Types of analogies based on meanings of the words

  • Dictionary/primary meaning based
  • Secondary meaning based

List of Analogies:

  • P is a defining characteristic of Q. Example: COURAGE : HERO (COURAGE is a defining characteristic of a HERO).
  • Lack of P is a defining characteristic of Q. Example: HOPE: PESSIMISM (Lack of HOPE is a defining characteristic of PESSIMISM).
  • X is a type of Y. Example: ANGER: EMOTION (ANGER is a type of EMOTION.) ORANGE: FRUIT (An ORANGE is a type of FRUIT).
  • X is a part of Y. Example: LETTER : ALPHABET (A LETTER is a part of an ALPHABET).
  • X is the place for Y. Example: CLINIC : NURSE (A CLINIC is the place for a NURSE).
  • Relationship of Degree. Example: MOUNTAIN: HILL (A MOUNTAIN is a large HILL).
  • Tools used by professionals- Some analogies are based upon the connection between a person and the tool that person uses or upon a tool and the result that it achieves. Example: SCALPEL: SURGEON (A SCALPEL is the tool of a SURGEON).
  • X is a sign of Y. Example: TREMBLING : FEARTREMBLING is a sign of FEAR.
  • Sequence- In this type of connection, one event follows another, either as a matter of logic or sequence, or as an effect follows its cause. We also include in this category analogies in which one event prevents or interrupts another. Example: ENGAGEMENT: MARRIAGE (An ENGAGEMENT comes before a MARRIAGE.)
  • X is a spurious form of Y. In this type of analogy, one idea is a spurious or defective form of the other. Example: BRAVADO: BRAVERY (BRAVADO is spurious (or false) BRAVERY).

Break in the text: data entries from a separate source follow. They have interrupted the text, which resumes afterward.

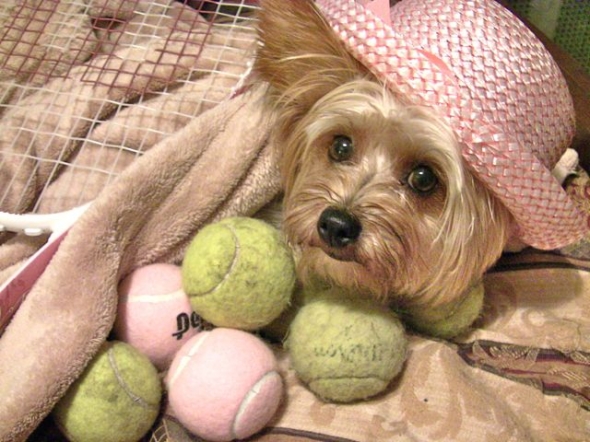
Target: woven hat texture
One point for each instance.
(483, 70)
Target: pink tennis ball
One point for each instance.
(154, 314)
(224, 385)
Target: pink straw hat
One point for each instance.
(484, 71)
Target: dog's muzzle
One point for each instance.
(338, 228)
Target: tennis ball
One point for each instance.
(154, 314)
(346, 348)
(117, 398)
(238, 273)
(449, 320)
(224, 384)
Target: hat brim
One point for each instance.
(546, 217)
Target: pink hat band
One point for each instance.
(480, 68)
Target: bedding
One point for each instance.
(140, 108)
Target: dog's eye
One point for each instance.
(341, 148)
(422, 179)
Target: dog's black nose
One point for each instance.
(338, 228)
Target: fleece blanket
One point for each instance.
(162, 81)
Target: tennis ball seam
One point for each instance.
(337, 378)
(134, 397)
(153, 299)
(246, 401)
(233, 263)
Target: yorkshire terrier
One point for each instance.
(377, 196)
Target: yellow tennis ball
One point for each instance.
(238, 273)
(449, 320)
(346, 348)
(116, 399)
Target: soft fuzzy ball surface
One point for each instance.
(346, 348)
(116, 399)
(154, 314)
(238, 273)
(224, 385)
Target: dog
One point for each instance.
(378, 195)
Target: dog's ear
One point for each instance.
(300, 55)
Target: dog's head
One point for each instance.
(378, 196)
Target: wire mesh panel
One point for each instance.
(88, 86)
(566, 22)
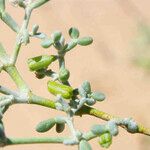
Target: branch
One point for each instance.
(34, 140)
(85, 110)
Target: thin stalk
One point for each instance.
(85, 110)
(3, 55)
(15, 53)
(9, 21)
(14, 74)
(34, 140)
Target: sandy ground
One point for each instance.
(107, 64)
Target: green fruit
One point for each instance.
(86, 86)
(56, 36)
(74, 33)
(35, 29)
(60, 127)
(46, 43)
(64, 74)
(45, 125)
(98, 129)
(2, 135)
(57, 88)
(70, 45)
(84, 145)
(90, 101)
(105, 140)
(40, 62)
(98, 96)
(85, 41)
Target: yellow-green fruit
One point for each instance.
(105, 140)
(84, 145)
(40, 62)
(64, 75)
(56, 88)
(45, 125)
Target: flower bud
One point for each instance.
(85, 41)
(90, 101)
(46, 43)
(98, 129)
(45, 125)
(56, 88)
(74, 33)
(60, 127)
(84, 145)
(98, 96)
(105, 140)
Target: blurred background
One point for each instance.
(117, 63)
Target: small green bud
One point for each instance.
(60, 127)
(45, 125)
(46, 43)
(98, 96)
(62, 40)
(2, 135)
(74, 33)
(56, 36)
(105, 140)
(64, 74)
(59, 120)
(86, 86)
(40, 73)
(85, 41)
(112, 128)
(84, 145)
(132, 127)
(56, 88)
(40, 62)
(82, 92)
(40, 35)
(70, 45)
(90, 101)
(35, 29)
(26, 38)
(98, 129)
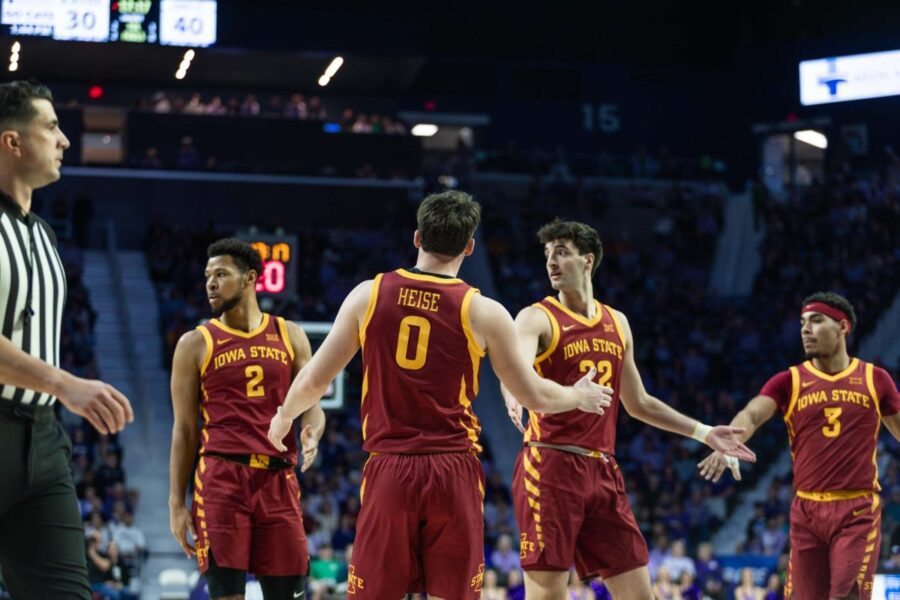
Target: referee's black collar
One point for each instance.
(14, 209)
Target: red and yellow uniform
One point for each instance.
(568, 491)
(246, 495)
(421, 525)
(833, 422)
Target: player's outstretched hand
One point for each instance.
(180, 522)
(712, 467)
(592, 398)
(726, 439)
(105, 407)
(309, 447)
(514, 410)
(278, 430)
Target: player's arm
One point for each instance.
(759, 410)
(312, 423)
(185, 387)
(495, 331)
(105, 407)
(531, 325)
(312, 382)
(889, 399)
(652, 410)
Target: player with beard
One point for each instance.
(246, 501)
(569, 495)
(833, 406)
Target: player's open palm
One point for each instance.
(105, 407)
(712, 467)
(309, 447)
(726, 439)
(592, 398)
(180, 522)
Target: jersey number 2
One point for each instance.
(254, 375)
(604, 370)
(421, 350)
(833, 429)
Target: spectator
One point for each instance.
(663, 588)
(490, 589)
(677, 562)
(505, 558)
(250, 106)
(709, 570)
(96, 529)
(515, 585)
(130, 540)
(689, 588)
(346, 535)
(108, 576)
(747, 588)
(327, 574)
(773, 588)
(195, 105)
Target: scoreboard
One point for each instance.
(166, 22)
(279, 256)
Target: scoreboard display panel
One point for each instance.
(168, 22)
(279, 255)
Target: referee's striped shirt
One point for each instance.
(30, 263)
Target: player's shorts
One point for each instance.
(250, 517)
(834, 547)
(573, 509)
(420, 527)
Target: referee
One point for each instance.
(42, 548)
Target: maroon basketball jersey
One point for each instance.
(833, 423)
(420, 364)
(579, 343)
(244, 380)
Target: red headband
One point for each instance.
(829, 311)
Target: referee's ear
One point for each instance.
(10, 142)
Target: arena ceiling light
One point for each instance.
(14, 56)
(331, 70)
(812, 137)
(185, 64)
(424, 129)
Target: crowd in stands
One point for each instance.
(293, 106)
(641, 163)
(703, 355)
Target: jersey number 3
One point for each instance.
(833, 429)
(423, 327)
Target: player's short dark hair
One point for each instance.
(834, 301)
(16, 108)
(447, 221)
(584, 237)
(243, 254)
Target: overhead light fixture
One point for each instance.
(812, 137)
(424, 129)
(14, 56)
(181, 73)
(331, 70)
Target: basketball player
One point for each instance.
(833, 405)
(568, 491)
(246, 503)
(423, 333)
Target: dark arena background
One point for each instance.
(734, 157)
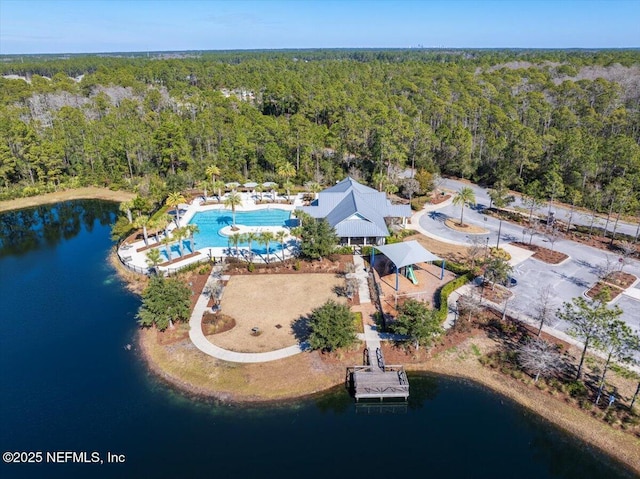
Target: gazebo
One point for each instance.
(406, 255)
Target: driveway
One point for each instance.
(570, 279)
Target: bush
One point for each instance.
(453, 267)
(447, 289)
(418, 202)
(331, 327)
(577, 389)
(499, 253)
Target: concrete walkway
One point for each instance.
(202, 343)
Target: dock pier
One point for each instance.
(377, 380)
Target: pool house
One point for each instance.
(359, 214)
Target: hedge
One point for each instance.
(446, 290)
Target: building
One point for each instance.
(359, 214)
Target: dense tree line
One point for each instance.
(563, 125)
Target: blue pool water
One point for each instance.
(211, 222)
(175, 250)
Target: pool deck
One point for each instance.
(137, 260)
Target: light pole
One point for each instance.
(504, 310)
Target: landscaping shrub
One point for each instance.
(447, 289)
(418, 202)
(577, 389)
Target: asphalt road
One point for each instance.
(562, 213)
(570, 279)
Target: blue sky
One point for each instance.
(89, 26)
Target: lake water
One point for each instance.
(69, 384)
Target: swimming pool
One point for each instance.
(211, 222)
(175, 250)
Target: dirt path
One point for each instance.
(90, 192)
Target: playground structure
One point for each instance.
(405, 270)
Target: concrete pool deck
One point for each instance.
(137, 260)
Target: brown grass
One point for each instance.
(268, 301)
(448, 251)
(305, 374)
(90, 192)
(465, 228)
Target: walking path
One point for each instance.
(203, 344)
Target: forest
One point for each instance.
(559, 124)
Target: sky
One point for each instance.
(92, 26)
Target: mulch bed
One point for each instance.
(335, 264)
(216, 323)
(180, 258)
(437, 199)
(543, 254)
(615, 282)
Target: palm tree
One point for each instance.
(126, 207)
(286, 171)
(173, 200)
(212, 171)
(287, 186)
(236, 239)
(281, 236)
(157, 224)
(142, 222)
(464, 197)
(166, 241)
(190, 230)
(313, 187)
(178, 235)
(497, 271)
(234, 199)
(251, 236)
(154, 258)
(265, 238)
(217, 186)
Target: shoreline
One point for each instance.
(620, 447)
(85, 193)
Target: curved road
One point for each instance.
(561, 212)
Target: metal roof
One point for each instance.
(355, 210)
(404, 254)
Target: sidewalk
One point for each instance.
(202, 343)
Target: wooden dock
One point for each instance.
(376, 380)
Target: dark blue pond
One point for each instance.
(68, 384)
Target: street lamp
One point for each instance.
(504, 310)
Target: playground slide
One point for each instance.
(411, 274)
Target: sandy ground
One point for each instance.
(77, 194)
(428, 276)
(467, 228)
(269, 301)
(444, 250)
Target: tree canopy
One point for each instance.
(418, 322)
(565, 120)
(331, 327)
(164, 301)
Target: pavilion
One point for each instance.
(405, 255)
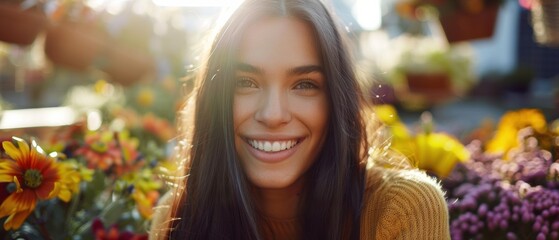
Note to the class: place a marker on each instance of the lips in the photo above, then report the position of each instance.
(271, 151)
(272, 146)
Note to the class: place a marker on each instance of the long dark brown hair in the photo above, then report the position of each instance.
(215, 200)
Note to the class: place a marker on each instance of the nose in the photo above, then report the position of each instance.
(273, 110)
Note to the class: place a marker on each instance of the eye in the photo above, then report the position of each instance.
(244, 82)
(306, 85)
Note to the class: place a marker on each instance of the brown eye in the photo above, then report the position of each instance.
(306, 85)
(245, 83)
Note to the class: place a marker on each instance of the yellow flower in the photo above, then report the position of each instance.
(145, 191)
(35, 175)
(438, 153)
(72, 175)
(145, 97)
(506, 136)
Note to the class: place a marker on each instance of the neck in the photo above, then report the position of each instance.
(280, 203)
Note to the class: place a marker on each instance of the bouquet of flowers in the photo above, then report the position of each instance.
(85, 182)
(503, 184)
(509, 188)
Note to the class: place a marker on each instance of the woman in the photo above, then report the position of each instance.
(278, 147)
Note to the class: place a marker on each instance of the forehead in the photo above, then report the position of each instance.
(279, 42)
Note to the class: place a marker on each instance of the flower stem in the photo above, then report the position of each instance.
(42, 228)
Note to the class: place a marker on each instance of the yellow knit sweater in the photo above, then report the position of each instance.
(399, 204)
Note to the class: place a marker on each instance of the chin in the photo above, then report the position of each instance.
(274, 182)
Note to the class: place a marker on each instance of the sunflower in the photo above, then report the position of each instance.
(35, 176)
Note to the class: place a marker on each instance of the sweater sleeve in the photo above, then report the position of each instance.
(411, 205)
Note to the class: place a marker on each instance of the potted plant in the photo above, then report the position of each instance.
(427, 72)
(461, 20)
(79, 40)
(21, 23)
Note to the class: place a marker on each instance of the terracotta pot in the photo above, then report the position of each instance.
(74, 45)
(18, 26)
(127, 66)
(425, 90)
(463, 26)
(80, 47)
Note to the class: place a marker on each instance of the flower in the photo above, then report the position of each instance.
(506, 136)
(514, 196)
(36, 177)
(436, 153)
(100, 150)
(113, 233)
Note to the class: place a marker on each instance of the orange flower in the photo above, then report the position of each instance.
(35, 175)
(100, 150)
(506, 136)
(158, 126)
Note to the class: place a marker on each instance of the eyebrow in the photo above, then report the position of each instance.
(245, 67)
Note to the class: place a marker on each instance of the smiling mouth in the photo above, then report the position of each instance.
(273, 146)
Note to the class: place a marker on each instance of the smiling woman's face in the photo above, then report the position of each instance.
(280, 106)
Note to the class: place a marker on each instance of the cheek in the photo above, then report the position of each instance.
(241, 110)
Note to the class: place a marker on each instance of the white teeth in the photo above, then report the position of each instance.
(274, 146)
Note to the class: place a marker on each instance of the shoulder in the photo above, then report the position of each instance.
(404, 204)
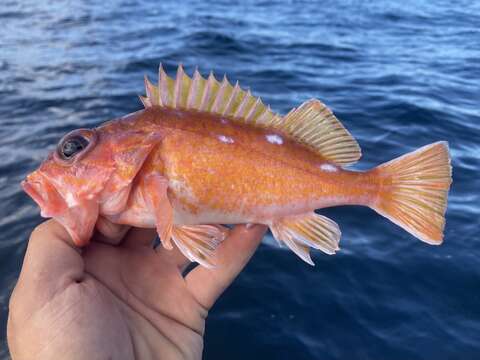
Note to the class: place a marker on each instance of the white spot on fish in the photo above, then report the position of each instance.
(179, 113)
(70, 199)
(274, 139)
(328, 167)
(225, 139)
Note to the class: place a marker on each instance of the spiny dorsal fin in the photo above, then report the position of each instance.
(208, 95)
(312, 124)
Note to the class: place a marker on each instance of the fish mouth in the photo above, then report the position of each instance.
(44, 194)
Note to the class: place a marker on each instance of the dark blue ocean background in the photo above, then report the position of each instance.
(399, 74)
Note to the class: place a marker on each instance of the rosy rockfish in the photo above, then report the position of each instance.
(204, 153)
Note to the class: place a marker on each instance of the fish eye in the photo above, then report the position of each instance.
(74, 145)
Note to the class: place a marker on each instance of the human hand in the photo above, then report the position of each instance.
(117, 298)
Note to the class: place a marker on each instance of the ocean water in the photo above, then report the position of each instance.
(398, 74)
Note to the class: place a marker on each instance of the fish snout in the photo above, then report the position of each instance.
(44, 194)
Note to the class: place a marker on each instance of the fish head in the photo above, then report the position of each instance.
(88, 169)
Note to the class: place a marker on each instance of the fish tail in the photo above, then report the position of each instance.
(413, 191)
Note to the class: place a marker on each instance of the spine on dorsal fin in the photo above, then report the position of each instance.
(207, 95)
(312, 124)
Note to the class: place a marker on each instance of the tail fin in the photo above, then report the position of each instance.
(414, 189)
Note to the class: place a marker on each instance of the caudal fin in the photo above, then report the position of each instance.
(414, 189)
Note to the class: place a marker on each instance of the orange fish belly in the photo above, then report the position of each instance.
(222, 172)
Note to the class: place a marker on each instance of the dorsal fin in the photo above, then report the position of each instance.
(312, 124)
(208, 95)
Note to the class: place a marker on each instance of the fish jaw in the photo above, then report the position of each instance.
(44, 193)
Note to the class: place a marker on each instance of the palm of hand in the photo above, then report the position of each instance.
(119, 302)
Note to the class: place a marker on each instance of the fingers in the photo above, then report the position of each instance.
(108, 232)
(231, 257)
(51, 263)
(174, 256)
(139, 237)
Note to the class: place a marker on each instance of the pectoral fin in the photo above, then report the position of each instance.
(155, 194)
(197, 242)
(300, 232)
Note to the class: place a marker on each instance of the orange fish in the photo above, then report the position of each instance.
(204, 153)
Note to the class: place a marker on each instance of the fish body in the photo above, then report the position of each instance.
(222, 172)
(204, 153)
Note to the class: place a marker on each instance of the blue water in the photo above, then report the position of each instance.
(400, 74)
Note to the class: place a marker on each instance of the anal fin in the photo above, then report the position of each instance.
(300, 232)
(198, 242)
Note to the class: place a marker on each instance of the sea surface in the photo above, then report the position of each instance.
(399, 74)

Verbal Analogies Questions:
Example 1: Errata : Books : : Flaws : ?
A. Manuscripts
B. Metals
C. Speech
D. Charter
Solution: First identify the relation between the given pair. Here, errata is a list of mistakes attached at the end of a book, after the book is published i.e. mistakes left in the finished product. Similarly 'flaws' also means 'mistakes' and mistakes can be in manuscripts, speech and charter also. But we cannot have three correct options. So the question is based on secondary meaning of the words instead of primary meaning of the given words. 'Flaws' also means 'impurities' left in the metal after it is purified. Now this is the perfect analogy. Hence the answer is 'flaws : metals' i.e. option D. Errata is MISTAKES left after the book is published and 'flaws' are the impurities left in the metal after it is purified.
Example 2: TRIAL : JURY :: ?

  • dispute : arbiter
  • poll : contestant
  • championship : spectator
  • conference : speaker

Solution: As 'jury' settles the 'trial' similarly the job of the arbiter is to settle the 'dispute'. Hence the answer is option A.
Example 3: IMPLAUSIBLE : ABSURD :: ?

  • shadowy : illurninated
  • flamboyant : public
  • surprising : shocking
  • superfluous : truncated

Solution: First try to figure out the relationship between the two words in the question pair. Now the words 'implausible' and 'absurd' have almost the same meaning but the usage or polarity is exactly opposite. While 'implausible' is used in positive sense, 'absurd' is used in negative sense. Both have meaning used in the sense of 'unbelievable'. Similarly the option C shows the same relationship. The words 'surprising' and 'shocking' means the same but usage wise both are used in opposite sense(positive and negative respectively).

Analogies: Key learning

  • The order of the answer pair should be same as question pair. For example: if in question pair the order is in the form of CAUSE: EFFECT, then answer pair should also have the same order i.e. the answer should also be in the form of CAUSE: EFFECT.
  • There should not be any kind of ambiguity between the strength and logic of the words. For example: if two given words are synonym of each other then the answer pair should definitely be synonym of each other. In other words there should not be 'may or may not' case.